“His deep brown eyes looked at me with luminous appreciation and said, ‘You need a dog, and I’m it.'”
-from Ted Kerasote’s Merle’s Door (Harcourt, 2007)
I’ve never really been a pet person; it’s not that I don’t like animals but rather that I can’t imagine taking care of one with my life so much on the go. These days, I wonder if I’m even doing a good job taking care of myself. But Ted Kerasote’s Merle’s Door: Lessons from a Freethinking Dog gave me those nesting urges; it made me entertain the possibility of a long-term relationship—even if it were with a dog.

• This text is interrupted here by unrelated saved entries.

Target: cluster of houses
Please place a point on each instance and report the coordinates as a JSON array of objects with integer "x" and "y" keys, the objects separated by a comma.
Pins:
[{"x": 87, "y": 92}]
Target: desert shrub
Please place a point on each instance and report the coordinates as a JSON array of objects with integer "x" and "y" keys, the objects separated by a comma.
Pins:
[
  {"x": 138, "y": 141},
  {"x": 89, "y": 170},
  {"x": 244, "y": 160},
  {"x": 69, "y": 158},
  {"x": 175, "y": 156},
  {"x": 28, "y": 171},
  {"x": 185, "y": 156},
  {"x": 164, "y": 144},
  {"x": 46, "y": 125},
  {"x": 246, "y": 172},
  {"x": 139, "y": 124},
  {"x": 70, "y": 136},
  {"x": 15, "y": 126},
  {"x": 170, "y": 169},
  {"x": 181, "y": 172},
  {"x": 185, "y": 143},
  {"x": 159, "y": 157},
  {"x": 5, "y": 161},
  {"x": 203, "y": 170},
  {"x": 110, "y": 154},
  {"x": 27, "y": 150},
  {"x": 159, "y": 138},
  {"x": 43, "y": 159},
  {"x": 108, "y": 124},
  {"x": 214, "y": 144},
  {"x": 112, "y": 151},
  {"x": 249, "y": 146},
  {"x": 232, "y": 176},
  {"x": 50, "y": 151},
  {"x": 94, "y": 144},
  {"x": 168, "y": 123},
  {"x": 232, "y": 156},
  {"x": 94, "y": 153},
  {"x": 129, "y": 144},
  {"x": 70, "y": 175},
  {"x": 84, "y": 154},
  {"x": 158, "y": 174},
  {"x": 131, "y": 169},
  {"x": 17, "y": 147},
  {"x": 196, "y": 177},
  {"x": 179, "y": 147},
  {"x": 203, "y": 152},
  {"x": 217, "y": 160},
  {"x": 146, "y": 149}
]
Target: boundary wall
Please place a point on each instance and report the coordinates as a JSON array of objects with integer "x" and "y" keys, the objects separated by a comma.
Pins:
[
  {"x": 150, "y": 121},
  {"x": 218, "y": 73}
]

Merle’s Door is the story of author Kerasote’s man-to-dog friendship with a stray pup he picked up while rafting in Utah. It’s also the story of how human and dog cultures have grown together; it’s the story of how they clash. Kerasote’s dog Merle isn’t the only freethinker in this story—it’s Kerasote, himself, who responds to Merle’s needs for adventure and domesticity by installing a dog door in his Kelly, Wyoming cabin. Merle is free to come and go as he pleases through the door, and the result is that man and dog learn to relate to each other on more equal terms. Kerasote draws upon fascinating research about animal behavior, and he shifts between humorous, thoughtful, and tender moments in the book. Kerasote keeps the story rolling smoothly around every turn, and he gives substance to the places that he and Merle explore together. In this book, the natural world has a taste and a texture, a sound and a smell.
I would not have thought that I could become so engrossed in this subject matter, but Merle’s Door was a book that I didn’t want to put down. The story of Kerasote’s relationship with his dog was so beautifully told that it had me considering what my life would look like with a dog in it. If that dog were Merle, I might like to consider the other things that would have to come along with it, too…a cool cabin in the woods…more geographic stability…evening ski sessions with an eager companion. Not bad ideas, those.